You’ve heard the phrases, “Stop and smell the roses,” “Less is more” and “It’s not the destination; it’s the journey.”
Ikebana, pronounced “eee kay bana” and roughly translated from Japanese as “the way of the flower,” is a practice in floral arrangement that encapsulates all three of these sentiments.
To fully understand the principles of ikebana would take a lifetime – similar to understanding the symbolism woven into Oriental rugs. This practice has been around since the 6th century and is steeped with history and culture.
It began in Japan with the arrival of Buddhism by way of China. Japanese converts initiated the tradition of leaving floral offerings at Buddhist temples. It then grew into a defined and structured art form with the establishment of its first school, Ikebono, in Kyoto in the 15th century. Other schools, with variations of ideals and aesthetics, soon followed. Over time, ikebana evolved from a religious ritual to a pastime practiced by palace aristocrats and eventually by 19th century ladies of leisure.
Today, with the yearning for a destressed and simplified lifestyle, ikebana has become popular again. Let me go back to my three opening phrases. The point of ikebana is not having a beautiful floral arrangement in the end, but is the way in which one spends time creating it. It’s a time of reflection and meditation. It’s a time to balance the yin and yang of everyday life and to contemplate the visible and invisible powers within and beyond ourselves.
It’s a time to reflect on the meaning of life and death, joy and sorry, luxury and simplicity. It’s not a time of conflict and opposition but rather of complements and compatibility.
This duality is embodied in the two Japanese styles.
Tatehana, which translates as “standing flowers” and nageire, meaning “thrown in.” Tatehana evolved from those sacred offerings left at Buddhist shrines and refers to the standing flowers or other upright elements in an arrangement. They represent grandeur and formality.
Nageire evolved as a response to tatehana and is more individualistic and free-flowing. While long-lasting pine branches, bamboo, tall grasses, and vertically-stemmed flowers would be considered tatehana, fleeting, delicate and wispy flowers would be considered nageire.
Ikebana searches for the balance between these two styles. While doing so, the artist, the floral sculptor if you will, becomes reflective. He or she slows down and transcends into a more meditative state of mind. Ikebana offers a way to shut out the world and listen to oneself. If you really think about that last sentence, you’ll realize that this is more difficult than it sounds. Even if you found a quiet space to take a break from the world, would your mind still be active? Would you still be talking to yourself, making mental to-do lists, and hoping for this and that?

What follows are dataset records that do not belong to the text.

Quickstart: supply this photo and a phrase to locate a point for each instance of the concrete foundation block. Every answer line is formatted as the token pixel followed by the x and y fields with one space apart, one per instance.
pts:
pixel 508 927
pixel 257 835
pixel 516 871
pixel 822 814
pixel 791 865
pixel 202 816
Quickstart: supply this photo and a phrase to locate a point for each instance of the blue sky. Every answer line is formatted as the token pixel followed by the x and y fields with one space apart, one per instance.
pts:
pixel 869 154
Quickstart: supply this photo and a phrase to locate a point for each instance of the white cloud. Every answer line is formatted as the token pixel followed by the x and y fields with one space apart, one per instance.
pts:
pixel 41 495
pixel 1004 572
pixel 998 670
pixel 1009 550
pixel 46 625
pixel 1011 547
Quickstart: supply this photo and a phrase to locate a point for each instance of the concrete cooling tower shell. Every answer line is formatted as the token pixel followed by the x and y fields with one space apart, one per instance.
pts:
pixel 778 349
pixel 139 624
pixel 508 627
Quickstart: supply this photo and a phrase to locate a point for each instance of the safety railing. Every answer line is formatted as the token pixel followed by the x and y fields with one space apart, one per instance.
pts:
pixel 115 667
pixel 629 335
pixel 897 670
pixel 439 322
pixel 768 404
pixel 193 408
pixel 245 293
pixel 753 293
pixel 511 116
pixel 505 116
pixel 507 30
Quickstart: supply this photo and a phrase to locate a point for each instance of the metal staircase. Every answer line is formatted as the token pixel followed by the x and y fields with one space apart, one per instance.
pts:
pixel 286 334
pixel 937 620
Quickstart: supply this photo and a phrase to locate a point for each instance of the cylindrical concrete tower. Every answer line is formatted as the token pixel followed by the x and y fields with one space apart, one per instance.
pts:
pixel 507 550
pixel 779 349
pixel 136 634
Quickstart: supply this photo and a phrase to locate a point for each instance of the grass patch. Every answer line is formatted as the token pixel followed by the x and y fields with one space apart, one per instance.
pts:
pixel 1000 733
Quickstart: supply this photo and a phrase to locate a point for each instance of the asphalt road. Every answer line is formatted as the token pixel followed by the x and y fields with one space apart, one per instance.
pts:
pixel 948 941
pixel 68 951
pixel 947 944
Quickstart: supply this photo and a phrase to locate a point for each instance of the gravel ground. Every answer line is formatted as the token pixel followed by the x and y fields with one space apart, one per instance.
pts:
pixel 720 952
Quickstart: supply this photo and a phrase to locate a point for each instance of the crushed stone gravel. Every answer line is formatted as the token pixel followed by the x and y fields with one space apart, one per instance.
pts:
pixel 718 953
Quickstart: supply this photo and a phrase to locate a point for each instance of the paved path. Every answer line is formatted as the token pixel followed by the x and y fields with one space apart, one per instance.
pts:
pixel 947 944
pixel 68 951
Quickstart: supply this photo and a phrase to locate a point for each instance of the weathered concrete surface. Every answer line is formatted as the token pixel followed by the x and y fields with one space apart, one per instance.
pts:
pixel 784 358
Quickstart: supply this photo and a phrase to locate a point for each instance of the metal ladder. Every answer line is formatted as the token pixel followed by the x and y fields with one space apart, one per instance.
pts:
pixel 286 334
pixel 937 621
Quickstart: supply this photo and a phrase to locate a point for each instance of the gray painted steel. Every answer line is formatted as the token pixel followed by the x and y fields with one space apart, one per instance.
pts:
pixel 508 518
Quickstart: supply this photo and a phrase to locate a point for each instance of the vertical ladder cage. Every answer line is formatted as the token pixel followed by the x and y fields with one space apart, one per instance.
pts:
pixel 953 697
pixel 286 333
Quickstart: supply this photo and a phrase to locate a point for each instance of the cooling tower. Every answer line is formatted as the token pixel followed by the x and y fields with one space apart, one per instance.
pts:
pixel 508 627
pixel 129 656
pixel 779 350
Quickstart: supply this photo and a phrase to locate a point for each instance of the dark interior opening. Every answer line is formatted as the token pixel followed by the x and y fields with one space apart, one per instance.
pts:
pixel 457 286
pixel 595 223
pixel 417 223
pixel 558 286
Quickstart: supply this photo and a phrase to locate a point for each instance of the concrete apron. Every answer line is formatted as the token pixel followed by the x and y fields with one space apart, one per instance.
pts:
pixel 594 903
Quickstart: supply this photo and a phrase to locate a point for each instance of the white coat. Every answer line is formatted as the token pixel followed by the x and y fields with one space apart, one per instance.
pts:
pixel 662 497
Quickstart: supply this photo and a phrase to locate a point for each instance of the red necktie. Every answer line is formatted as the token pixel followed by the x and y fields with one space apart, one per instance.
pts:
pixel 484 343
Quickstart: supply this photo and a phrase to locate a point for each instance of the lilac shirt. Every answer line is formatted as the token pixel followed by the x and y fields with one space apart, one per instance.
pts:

Over the centuries, different ikebana schools have evolved with different practices and emphases, but all share a few principles: silence, minimalism, shape, form, humanity, aesthetics, and structure. Silence offers us time to observe nature in a way that we may otherwise ignore. We can use our five senses to appreciate the inherent qualities in the materials we’ve chosen to create our arrangement. Silence brings peace to our minds. We become more patient, deliberate and wise.
Minimalism follows the ideals of Buddhism and is reflected in the shapes and quantity of elements used in an arrangement. Shapes create simple, natural, and graceful lines. The form of an arrangement is found rather than planned – which translates into a deeper meaning. That is, during this time of reflection, we find what is within ourselves, what is already there.
The humanity aspect of ikebana is a matter of expressing one’s feelings or thoughts. They are reflected through the materials and composition of the arrangement. The arrangement is also based on Japanese aesthetics which include a sense of imperfection, elegance, subtlety, originality, mystery, ethics, discipline, uniqueness, and empty space.
Ikebana also calls for a basic structure in the form of a scalene triangle (one with three unequal sides) delineated by three main points. The triangle is called “tai-yo-fuki” and represents the sky (the tallest point), the earth (the lowest point), and mankind (the point in between that tries to negotiate itself between the other two). Often times, the triangle is formed with twigs or other stable elements. Each element, and the way it is placed, symbolizes a thought or a purpose.
Many natural materials can be used to compose an ikebana arrangement. In addition to cut flowers, twigs and branches, elements like seashells, rocks, fruit and berries can also be incorporated. Remember, the final composition is not as significant as the way in which it was created.
Ikebana arrangements are easy to identify by their deliberate simplicity, sparsity, asymmetrical form, and aura of serenity. They effortlessly emit an ethereal and mystical quality and a quiet strength. It’s as if time stands still. They speak to us, and in our time of reflection and silence, we hear what they have to say.
It can be challenging to turn off the chatter. It can be challenging to be still and just listen to glorious silence. It can be even more challenging to hear what comes through the silence. But such time is crucial to our physical, mental and spiritual well-being. For those who feel they must always be doing instead of just being, ikebana may be a good exercise for you. If practiced in true form, you will accomplish both and also have a floral representation of your efforts.